What is Gemini? Everything you need to know about Google’s powerful new AI


Google has just released its most powerful AI model yet. But what can it do and above all what can it do for you? Here are all the details of this announcement which shakes up OpenAI’s leadership in generative AI, thanks to the multimodal model.

What is Google Gemini?

Gemini is a new and powerful artificial intelligence model from Google that can understand not only text, but also images, videos and audio. As a multimodal model, Gemini is described as capable of performing complex tasks in mathematics, physics and other fields, as well as understanding and generating high-quality code in various programming languages.

It is currently available through integrations with Google Bard and the Google Pixel 8 smartphone and will gradually be integrated into other Google services.

“Gemini is the result of a large-scale collaboration between teams at Google, including our colleagues at Google Research,” according to Dennis Hassabis, CEO and co-founder of Google DeepMind. “It was built from the ground up to be multimodal, meaning it can seamlessly generalize and understand, operate across and combine different types of information, including text, code, audio, l ‘image and video.”

Who created Gemini?

Gemini was created by Google and Alphabet, Google’s parent company, and touted as the company’s most advanced AI model to date.

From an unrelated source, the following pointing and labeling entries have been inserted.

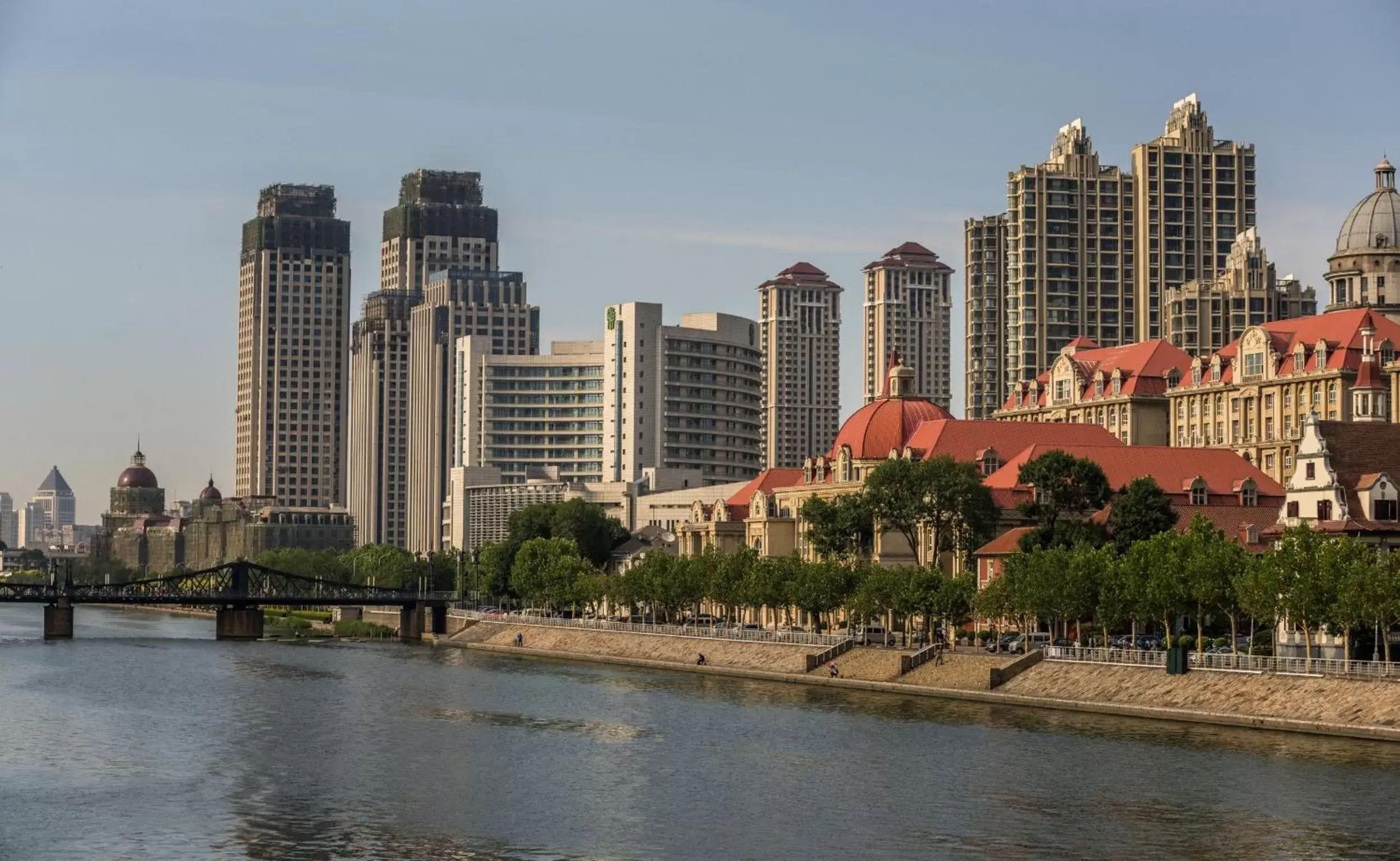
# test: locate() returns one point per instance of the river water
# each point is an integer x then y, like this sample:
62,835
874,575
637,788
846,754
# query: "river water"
143,738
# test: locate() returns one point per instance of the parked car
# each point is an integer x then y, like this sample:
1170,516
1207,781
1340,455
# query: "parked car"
871,635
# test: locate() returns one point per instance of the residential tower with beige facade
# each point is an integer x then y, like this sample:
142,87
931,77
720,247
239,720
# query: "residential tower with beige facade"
800,331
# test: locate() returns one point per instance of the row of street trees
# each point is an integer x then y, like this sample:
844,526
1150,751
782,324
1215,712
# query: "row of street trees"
1312,581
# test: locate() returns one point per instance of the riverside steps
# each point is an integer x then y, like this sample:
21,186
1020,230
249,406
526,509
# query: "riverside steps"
1364,709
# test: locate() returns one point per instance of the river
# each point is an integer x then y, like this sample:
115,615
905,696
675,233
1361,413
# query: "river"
143,738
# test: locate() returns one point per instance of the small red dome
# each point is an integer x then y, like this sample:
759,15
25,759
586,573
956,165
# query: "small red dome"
885,425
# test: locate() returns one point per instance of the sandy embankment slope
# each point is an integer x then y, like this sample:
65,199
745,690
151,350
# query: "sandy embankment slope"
1295,698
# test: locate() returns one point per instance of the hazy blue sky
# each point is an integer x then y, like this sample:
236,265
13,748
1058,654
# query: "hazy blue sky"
636,150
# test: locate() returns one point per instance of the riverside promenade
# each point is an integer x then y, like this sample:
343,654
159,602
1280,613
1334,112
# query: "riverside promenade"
1283,702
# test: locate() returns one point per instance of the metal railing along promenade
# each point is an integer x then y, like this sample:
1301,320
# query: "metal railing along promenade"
1256,664
671,631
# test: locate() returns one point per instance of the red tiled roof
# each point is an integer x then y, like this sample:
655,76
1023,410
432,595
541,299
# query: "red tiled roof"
885,425
800,274
965,437
895,257
768,482
1143,366
1172,468
1357,451
1006,544
1340,331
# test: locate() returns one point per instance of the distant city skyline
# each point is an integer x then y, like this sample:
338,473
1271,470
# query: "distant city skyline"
131,154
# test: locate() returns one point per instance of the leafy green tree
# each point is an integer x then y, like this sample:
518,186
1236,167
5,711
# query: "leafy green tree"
323,564
1140,511
820,587
842,528
1210,563
493,567
1066,488
546,570
1306,586
1258,589
1357,573
590,527
1154,570
381,564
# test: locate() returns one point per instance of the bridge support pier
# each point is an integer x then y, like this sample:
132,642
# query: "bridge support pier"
58,621
411,623
239,623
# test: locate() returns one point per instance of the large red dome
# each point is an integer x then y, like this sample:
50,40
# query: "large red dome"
885,425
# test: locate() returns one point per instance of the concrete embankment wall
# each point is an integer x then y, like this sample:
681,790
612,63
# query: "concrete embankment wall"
1368,710
644,647
1276,696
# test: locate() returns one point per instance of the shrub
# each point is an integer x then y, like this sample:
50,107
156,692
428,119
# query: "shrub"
348,628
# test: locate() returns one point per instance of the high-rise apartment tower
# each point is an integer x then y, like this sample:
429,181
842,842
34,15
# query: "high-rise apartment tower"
985,251
1068,255
439,221
800,332
908,311
1194,196
458,300
293,318
686,397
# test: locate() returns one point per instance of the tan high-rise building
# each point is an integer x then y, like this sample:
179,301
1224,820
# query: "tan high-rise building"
686,397
440,221
1068,255
380,415
985,251
1204,316
457,302
908,311
800,331
293,320
1194,196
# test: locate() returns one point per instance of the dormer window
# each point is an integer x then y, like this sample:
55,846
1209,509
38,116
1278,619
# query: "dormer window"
1249,494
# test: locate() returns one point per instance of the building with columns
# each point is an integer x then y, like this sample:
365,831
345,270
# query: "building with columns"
1365,268
800,331
1256,394
908,311
1122,390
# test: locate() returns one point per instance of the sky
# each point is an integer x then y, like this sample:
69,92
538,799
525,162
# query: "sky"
636,150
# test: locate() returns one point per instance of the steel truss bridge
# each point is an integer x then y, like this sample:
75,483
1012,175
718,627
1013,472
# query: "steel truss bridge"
236,589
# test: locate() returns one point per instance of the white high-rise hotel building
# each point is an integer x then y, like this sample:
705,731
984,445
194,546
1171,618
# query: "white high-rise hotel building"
293,297
800,332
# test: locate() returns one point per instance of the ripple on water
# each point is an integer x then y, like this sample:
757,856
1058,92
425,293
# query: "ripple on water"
601,730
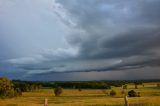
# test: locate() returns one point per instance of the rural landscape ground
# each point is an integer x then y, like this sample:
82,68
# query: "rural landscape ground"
149,96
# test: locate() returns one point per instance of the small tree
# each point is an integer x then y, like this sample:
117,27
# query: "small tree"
122,92
112,92
58,91
136,86
132,93
158,85
138,94
105,92
124,86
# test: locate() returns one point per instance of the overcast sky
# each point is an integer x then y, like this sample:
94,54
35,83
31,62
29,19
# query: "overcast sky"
80,39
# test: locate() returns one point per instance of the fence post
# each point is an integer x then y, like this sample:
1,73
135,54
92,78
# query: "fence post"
126,101
45,102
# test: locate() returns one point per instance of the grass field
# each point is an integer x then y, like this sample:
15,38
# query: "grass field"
150,96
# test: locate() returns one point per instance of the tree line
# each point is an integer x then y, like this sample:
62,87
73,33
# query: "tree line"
10,88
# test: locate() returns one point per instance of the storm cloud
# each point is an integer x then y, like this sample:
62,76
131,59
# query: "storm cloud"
101,35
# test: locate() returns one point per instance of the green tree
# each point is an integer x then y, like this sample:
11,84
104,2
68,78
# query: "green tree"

Google DeepMind also contributed significantly to the development of Gemini.

Google describes Gemini as a flexible model that can work across everything from Google data centers to mobile devices. To achieve this scalability, Gemini is available in three sizes: Gemini Nano, Gemini Pro and Gemini Ultra.

  • Gemini Nano: The size of the Gemini Nano model is designed to work on smartphones, particularly the Google Pixel 8. It is built to perform on-device tasks that require efficient AI processing without connecting to external servers, like suggest answers in chat applications or summarize a text.
  • Gemini Pro: Running on Google’s data centers, Gemini Pro is designed to power the latest version of the company’s AI chatbot, Bard. It is capable of providing fast response times and understanding complex queries.
  • Gemini Ultra : Although not yet available for widespread use, Google describes Gemini Ultra as its highest-performing model, exceeding “current state-of-the-art results on 30 of 32 academic benchmarks widely used in search and the development of large language models (LLM)”. It is designed for very complex tasks and should be commercialized at the end of its current testing phase.

How to access Gemini?

Gemini is now available on Google products in its Nano and Pro sizes, like the Pixel 8 phone and Bard chatbot, respectively. Google plans to integrate Gemini over time into its Search, Ads, Chrome and other services.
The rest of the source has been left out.